Sailing Tug Boat Captains!

By Jeff Hare, Intructor

Here at TWSC, we’re busy training hundreds of people each month and thousands each year using the American Sailing Curriculum to help them become skilled, safe, and confident mariners in our beautiful waterways—at least that’s what most of our students aim to achieve.

One of our January Basic Keelboat classes had a unique group of students with different experiences and goals than what we usually teach. These students were all three of existing Captains here in the bay each with a 100-ton license, who already spend their professional lives navigating the bay’s waters. They already know the right-of-way, sound signals, knots, and ATONs, so it was an extra challenge to engage them during our class. For instance, after demonstrating the required knots, they kept challenging each other with increasingly complex knots, like, “Yeah, but I bet you don’t know this one!”

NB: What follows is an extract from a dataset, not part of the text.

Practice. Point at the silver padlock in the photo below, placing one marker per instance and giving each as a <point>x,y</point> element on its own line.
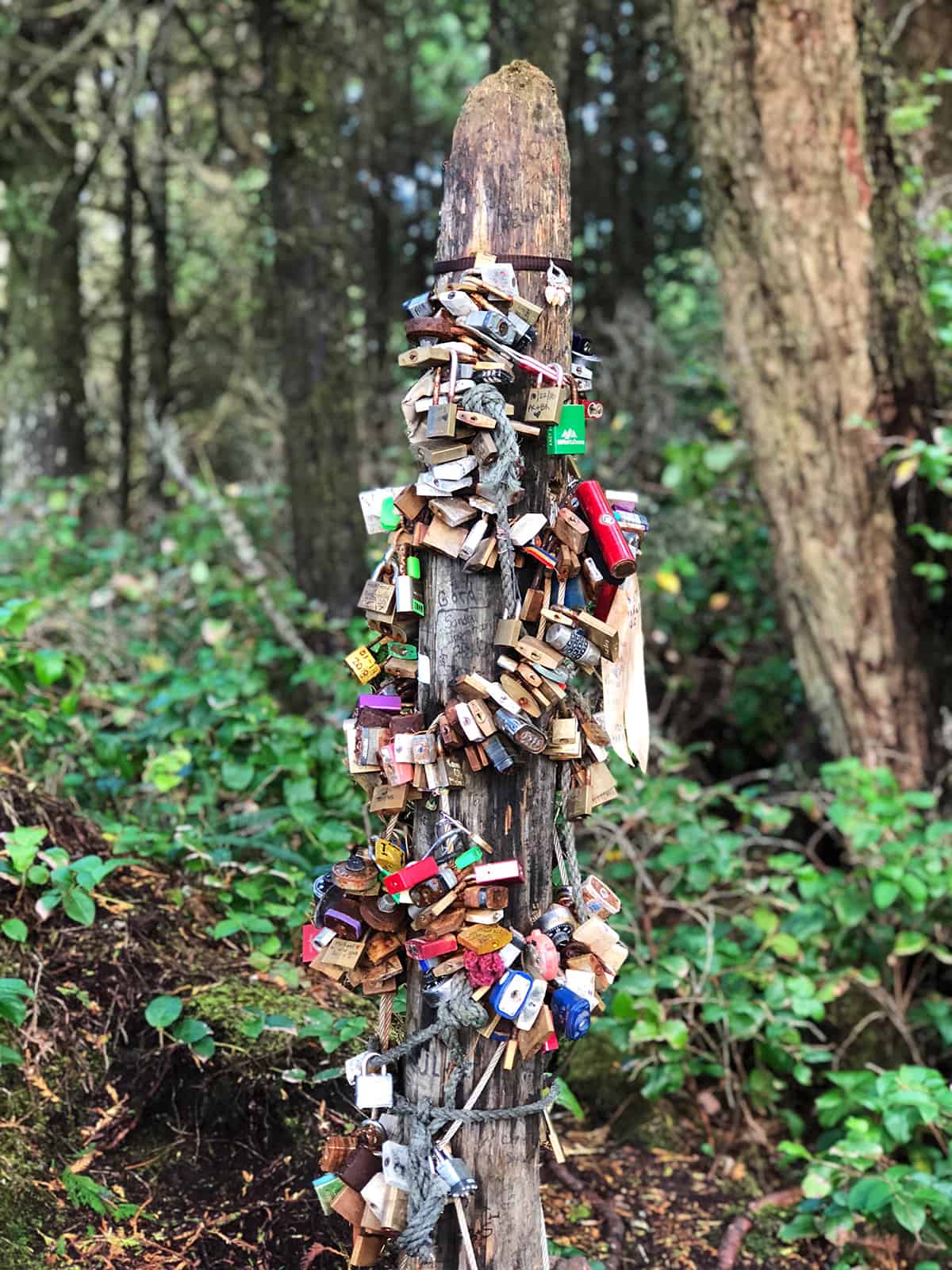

Overall, it was a pleasure to help these three learn sailing skills that motor vessel operators don’t often use: reefing, crew overboard recovery under sail, sailing up to a mooring ball, heave-to, and refining their tacking and gybing skills. I’m looking forward to seeing them take their families out on the water and enjoy the bay recreationally, just like we do.

In the photo below, the student who is the professional Harbor Pilot for the bay borrowed the instructor’s handheld VHF radio and had a whole conversation with this tugboat on its way out to assist a tanker at the Chevron pier.